Basis of the intersection of two spaces

[Zero2Infinity]

Homework Statement

Consider two vector spaces $A=span\{(1,1,0),(0,2,0)\}$ and $B=\{(x,y,z)\in\mathbb{R}^3 s.t. x-y=0\}$. Find a basis of $A\cap B$.

I get the solution but I also inferred it without all the calculations. Is my reasoning correct

Homework Equations

linear dependence definition.

The Attempt at a Solution

First of all I look for a basis of $B$, which is $(1,1,0),(0,0,1)$.
Now, the complete method for finding the basis of $A\cap B$ is the following one. I set
\begin{equation}
a_{1}(1,1,0)+a_{2}(0,2,0)=b_{1}(1,1,0)+b_{2}(0,0,1)
\end{equation}
or, equivalently (the coefficients are unknown so the sign is not that important as I can name $-b_{i}=b_{i}$),
\begin{equation}
a_{1}(1,1,0)+a_{2}(0,2,0)+b_{1}(1,1,0)+b_{2}(0,0,1)=(0,0,0)
\end{equation}
By solving the linear system I get:
\begin{equation}
\begin{cases} a_{1}+0+b_{1}+0=0\\
a_{1}+2a_{2}+b_{1}+0=0 \\ 0+0+0+b_{2}=0 \end{cases}
\Leftrightarrow \begin{cases} a_{1}=-b_{1}\\
a_{1}+2a_{2}+b_{1}=0 \\ b_{2}=0 \end{cases}
\end{equation}
$a_{1}=-b_{1},a_{2}=b_{2}=0$. Thus, the generic vector $\textbf{v}\in A\cap B$ can be written as the linear combination of the basis of $A$ with $a_{1}$ and $a_{2}$ as coefficents.
\begin{equation}
\textbf{v}=-b_{1}(1,1,0)+0\cdot(0,2,0)=-b_{1}(1,1,0)
\end{equation}
The conclusion is that the searched basis is $(1,1,0)$.

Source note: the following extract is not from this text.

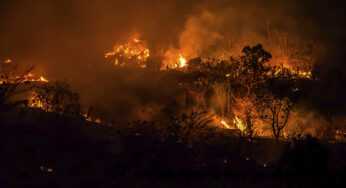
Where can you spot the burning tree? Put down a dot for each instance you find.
(247, 81)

Now, I know this is the correct procedure but is it correct to say that, since I know a basis of $A$ and a basis of $B$, the basis of $A\cap B$ are the common vectors to both basis, if there is at least one?
This way I could have immediately said that $\mathcal{B}_A:(1,1,0),(0,2,0), \mathcal{B}_B:(1,1,0),(0,0,1)\Rightarrow \mathcal{B}_{A\cap B}:(1,1,0)$.

 

[RUber]

I think the answer is yes...but you have to be careful. If you are able to write a basis vector for one space in terms of basis vectors from another, then clearly, those vectors will be in the intersection.
However, your space A is simply the xy-plane. It could have been written with other basis vectors that would not be so simple as [1,1,0] to pick out. Consider [1,0,0] and [0,1,0].
If you have two 2-D spaces, as above, your intersection is either all of the 2D space (if A = B) , spanned by a single vector, or empty (parallel planes).

 

[PeroK]

You could get the dimension of $A \cap B$ from considering the dimensions of the subspaces. If the second basis vector for $B$ is not in $A$, then the intersection must be the 1D subspace spanned by the common basis vector.

Geometrically, two planes through the origin, if not equal, intersect in a line through the origin.